Re: [PATCH v4 1/5] getcpu_cache system call: cache CPU number of running thread

From: Peter Zijlstra
Date: Fri Feb 26 2016 - 06:33:18 EST

On Thu, Feb 25, 2016 at 05:17:51PM +0000, Mathieu Desnoyers wrote:
> ----- On Feb 25, 2016, at 12:04 PM, Peter Zijlstra peterz@xxxxxxxxxxxxx wrote:
> > On Thu, Feb 25, 2016 at 04:55:26PM +0000, Mathieu Desnoyers wrote:
> >> ----- On Feb 25, 2016, at 4:56 AM, Peter Zijlstra peterz@xxxxxxxxxxxxx wrote:
> >> The restartable sequences are intrinsically designed to work
> >> on per-cpu data, so they need to fetch the current CPU number
> >> within the rseq critical section. This is where the getcpu_cache
> >> system call becomes very useful when combined with rseq:
> >> getcpu_cache allows reading the current CPU number in a
> >> fraction of cycle.
> >
> > Yes yes, I know how restartable sequences work.
> >
> > But what I worry about is that they want a cpu number and a sequence
> > number, and for performance it would be very good if those live in the
> > same cacheline.
> >
> > That means either getcpu needs to grow a seq number, or restartable
> > sequences need to _also_ provide the cpu number.
> If we plan things well, we could have both the cpu number and the
> seqnum in the same cache line, registered by two different system
> calls. It's up to user-space to organize those two variables
> to fit within the same cache-line.

I feel this is more fragile than needed. Why not do a single systemcall
that does both?

> getcpu_cache GETCPU_CACHE_SET operation takes the address where
> the CPU number should live as input.
> rseq system call could do the same for the seqnum address.

So I really don't like that, that means we have to track more kernel
state -- we have to carry two pointers instead of one, we have to have
more update functions etc..

That just increases the total overhead of all of this.

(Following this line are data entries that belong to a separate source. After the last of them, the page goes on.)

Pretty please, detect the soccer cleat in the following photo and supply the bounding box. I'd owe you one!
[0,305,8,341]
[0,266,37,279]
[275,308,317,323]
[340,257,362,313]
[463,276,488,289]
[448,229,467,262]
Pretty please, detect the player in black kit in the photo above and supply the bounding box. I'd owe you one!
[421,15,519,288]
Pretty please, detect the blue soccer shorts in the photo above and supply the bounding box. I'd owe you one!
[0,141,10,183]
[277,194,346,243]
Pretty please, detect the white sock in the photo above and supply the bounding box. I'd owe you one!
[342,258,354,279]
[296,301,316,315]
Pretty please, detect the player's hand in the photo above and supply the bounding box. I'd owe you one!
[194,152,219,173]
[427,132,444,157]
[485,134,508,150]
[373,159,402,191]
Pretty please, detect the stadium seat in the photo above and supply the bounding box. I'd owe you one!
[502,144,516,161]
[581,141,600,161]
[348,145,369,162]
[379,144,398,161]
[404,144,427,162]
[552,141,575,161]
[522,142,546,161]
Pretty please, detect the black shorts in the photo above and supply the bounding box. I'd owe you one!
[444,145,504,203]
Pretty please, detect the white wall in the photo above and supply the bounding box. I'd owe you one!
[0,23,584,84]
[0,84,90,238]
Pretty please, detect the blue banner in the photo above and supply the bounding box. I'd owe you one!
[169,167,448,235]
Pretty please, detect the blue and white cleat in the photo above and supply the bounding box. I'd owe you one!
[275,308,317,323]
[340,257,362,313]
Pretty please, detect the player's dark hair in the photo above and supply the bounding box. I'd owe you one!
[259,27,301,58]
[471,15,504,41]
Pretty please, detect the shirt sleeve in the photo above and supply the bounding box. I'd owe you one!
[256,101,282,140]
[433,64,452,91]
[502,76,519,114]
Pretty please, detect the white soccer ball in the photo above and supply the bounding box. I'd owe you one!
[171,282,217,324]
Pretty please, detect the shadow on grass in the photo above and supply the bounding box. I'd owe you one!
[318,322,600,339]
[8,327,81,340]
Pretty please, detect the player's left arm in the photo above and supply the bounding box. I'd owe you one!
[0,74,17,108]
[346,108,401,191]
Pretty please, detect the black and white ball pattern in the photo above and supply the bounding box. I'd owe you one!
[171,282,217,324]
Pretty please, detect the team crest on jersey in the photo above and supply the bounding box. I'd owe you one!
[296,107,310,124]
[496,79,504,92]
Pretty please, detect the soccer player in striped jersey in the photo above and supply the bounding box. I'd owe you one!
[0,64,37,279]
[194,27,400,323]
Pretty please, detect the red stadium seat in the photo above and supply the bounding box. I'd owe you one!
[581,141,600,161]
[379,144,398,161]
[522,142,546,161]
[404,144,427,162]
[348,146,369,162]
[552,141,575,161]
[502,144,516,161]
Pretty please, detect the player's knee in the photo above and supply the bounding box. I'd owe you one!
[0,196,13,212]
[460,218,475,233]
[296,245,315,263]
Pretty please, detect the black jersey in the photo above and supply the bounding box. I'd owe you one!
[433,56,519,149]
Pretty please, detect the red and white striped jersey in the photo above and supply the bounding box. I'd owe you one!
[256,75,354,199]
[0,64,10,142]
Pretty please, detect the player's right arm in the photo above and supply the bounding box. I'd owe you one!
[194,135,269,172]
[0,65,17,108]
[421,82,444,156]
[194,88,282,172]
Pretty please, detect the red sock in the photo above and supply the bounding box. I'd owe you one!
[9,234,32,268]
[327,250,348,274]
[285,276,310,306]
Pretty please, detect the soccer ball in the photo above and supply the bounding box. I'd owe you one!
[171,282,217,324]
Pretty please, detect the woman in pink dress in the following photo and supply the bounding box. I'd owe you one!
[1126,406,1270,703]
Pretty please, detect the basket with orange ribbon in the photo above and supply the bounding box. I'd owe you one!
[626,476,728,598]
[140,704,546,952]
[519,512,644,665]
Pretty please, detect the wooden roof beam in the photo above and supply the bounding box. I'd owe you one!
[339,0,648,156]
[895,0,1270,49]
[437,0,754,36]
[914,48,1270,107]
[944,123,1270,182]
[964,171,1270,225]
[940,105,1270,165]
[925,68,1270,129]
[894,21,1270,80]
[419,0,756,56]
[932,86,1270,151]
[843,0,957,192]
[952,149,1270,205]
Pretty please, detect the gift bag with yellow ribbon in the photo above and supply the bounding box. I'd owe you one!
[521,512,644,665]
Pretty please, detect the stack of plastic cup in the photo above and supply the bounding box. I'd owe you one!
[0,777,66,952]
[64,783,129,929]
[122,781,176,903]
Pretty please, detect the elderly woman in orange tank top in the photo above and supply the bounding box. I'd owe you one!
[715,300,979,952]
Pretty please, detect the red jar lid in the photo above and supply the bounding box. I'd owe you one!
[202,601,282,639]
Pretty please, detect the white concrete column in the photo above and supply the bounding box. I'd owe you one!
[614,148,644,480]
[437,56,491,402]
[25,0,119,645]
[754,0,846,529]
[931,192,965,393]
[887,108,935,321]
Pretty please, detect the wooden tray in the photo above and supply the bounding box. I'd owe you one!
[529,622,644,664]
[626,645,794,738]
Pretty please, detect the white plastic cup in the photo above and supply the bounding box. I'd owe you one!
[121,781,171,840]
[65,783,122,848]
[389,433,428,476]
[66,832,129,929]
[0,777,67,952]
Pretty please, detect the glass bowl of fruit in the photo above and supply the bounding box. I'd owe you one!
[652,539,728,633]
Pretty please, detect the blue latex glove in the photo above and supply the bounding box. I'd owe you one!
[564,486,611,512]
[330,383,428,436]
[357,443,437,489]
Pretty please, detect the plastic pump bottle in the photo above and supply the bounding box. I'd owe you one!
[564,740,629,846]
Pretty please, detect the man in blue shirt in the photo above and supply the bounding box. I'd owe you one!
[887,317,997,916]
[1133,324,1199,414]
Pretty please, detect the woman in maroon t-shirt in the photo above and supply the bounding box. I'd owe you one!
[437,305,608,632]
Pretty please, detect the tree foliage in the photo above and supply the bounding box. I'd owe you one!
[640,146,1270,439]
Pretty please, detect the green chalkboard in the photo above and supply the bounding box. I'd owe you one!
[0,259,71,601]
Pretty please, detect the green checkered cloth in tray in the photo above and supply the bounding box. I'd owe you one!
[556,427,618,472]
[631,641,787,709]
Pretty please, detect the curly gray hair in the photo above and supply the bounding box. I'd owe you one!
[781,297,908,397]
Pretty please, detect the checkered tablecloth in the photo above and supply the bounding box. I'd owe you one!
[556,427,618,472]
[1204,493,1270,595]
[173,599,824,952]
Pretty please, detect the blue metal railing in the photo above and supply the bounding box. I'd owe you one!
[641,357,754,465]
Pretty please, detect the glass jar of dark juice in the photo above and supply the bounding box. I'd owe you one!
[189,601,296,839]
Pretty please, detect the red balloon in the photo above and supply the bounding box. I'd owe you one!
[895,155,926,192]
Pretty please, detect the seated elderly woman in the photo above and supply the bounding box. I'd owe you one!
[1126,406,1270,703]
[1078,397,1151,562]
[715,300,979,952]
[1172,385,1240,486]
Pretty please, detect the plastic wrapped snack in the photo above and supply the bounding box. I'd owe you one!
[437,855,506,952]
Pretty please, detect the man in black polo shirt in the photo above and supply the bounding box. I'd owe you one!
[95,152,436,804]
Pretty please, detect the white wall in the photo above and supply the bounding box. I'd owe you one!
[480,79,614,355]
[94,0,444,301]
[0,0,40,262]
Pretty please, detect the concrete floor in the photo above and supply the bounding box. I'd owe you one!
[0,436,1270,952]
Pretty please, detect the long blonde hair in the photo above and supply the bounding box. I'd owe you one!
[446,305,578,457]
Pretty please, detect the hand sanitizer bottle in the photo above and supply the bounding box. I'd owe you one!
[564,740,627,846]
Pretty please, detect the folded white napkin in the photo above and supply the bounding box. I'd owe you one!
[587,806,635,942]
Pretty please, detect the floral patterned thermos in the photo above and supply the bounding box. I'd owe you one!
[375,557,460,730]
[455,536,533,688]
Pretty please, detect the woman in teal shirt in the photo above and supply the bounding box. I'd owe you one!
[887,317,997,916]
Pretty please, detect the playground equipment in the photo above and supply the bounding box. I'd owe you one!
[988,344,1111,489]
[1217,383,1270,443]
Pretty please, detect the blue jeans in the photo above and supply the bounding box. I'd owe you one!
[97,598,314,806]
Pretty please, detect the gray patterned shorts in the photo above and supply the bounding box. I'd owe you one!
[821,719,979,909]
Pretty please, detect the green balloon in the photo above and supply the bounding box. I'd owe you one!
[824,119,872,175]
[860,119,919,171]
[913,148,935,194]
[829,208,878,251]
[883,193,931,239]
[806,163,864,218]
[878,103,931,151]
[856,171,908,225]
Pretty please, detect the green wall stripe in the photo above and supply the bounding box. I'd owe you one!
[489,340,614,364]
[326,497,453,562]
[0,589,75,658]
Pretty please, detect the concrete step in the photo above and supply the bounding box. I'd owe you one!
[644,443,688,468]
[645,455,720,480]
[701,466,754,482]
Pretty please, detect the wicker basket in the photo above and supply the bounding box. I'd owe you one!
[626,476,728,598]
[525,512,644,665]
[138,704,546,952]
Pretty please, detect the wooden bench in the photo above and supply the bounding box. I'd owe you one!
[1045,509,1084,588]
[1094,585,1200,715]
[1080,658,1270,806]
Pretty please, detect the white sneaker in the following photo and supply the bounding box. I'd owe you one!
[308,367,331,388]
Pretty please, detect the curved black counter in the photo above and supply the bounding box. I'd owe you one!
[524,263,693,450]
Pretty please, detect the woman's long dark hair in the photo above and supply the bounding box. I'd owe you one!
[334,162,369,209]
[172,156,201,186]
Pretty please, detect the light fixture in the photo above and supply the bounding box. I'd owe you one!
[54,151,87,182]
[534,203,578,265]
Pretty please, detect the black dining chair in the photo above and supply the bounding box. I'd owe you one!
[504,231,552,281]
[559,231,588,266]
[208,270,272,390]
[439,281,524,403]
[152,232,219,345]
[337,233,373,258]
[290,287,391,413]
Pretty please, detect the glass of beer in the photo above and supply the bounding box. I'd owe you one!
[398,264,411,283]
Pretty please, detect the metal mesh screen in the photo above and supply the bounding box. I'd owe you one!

> The question becomes: how do we introduce this to user-space,
> considering that only a single address per thread is allowed
> for each of getcpu_cache and rseq ?
> If both CPU number and seqnum are centralized in a TLS within
> e.g. glibc, that would be OK, but if we intend to allow libraries
> or applications to directly register their own getcpu_cache
> address and/or rseq, we may end up in situations where we have
> to fallback on using two different cache-lines. But how much
> should we care about performance in cases where non-generic
> libraries directly use those system calls ?
> Thoughts ?

Yeah, not sure, but that is a separate problem. Both your proposed code
and the rseq code have this. Having them separate system calls just
increases the amount of ways you can do it wrong.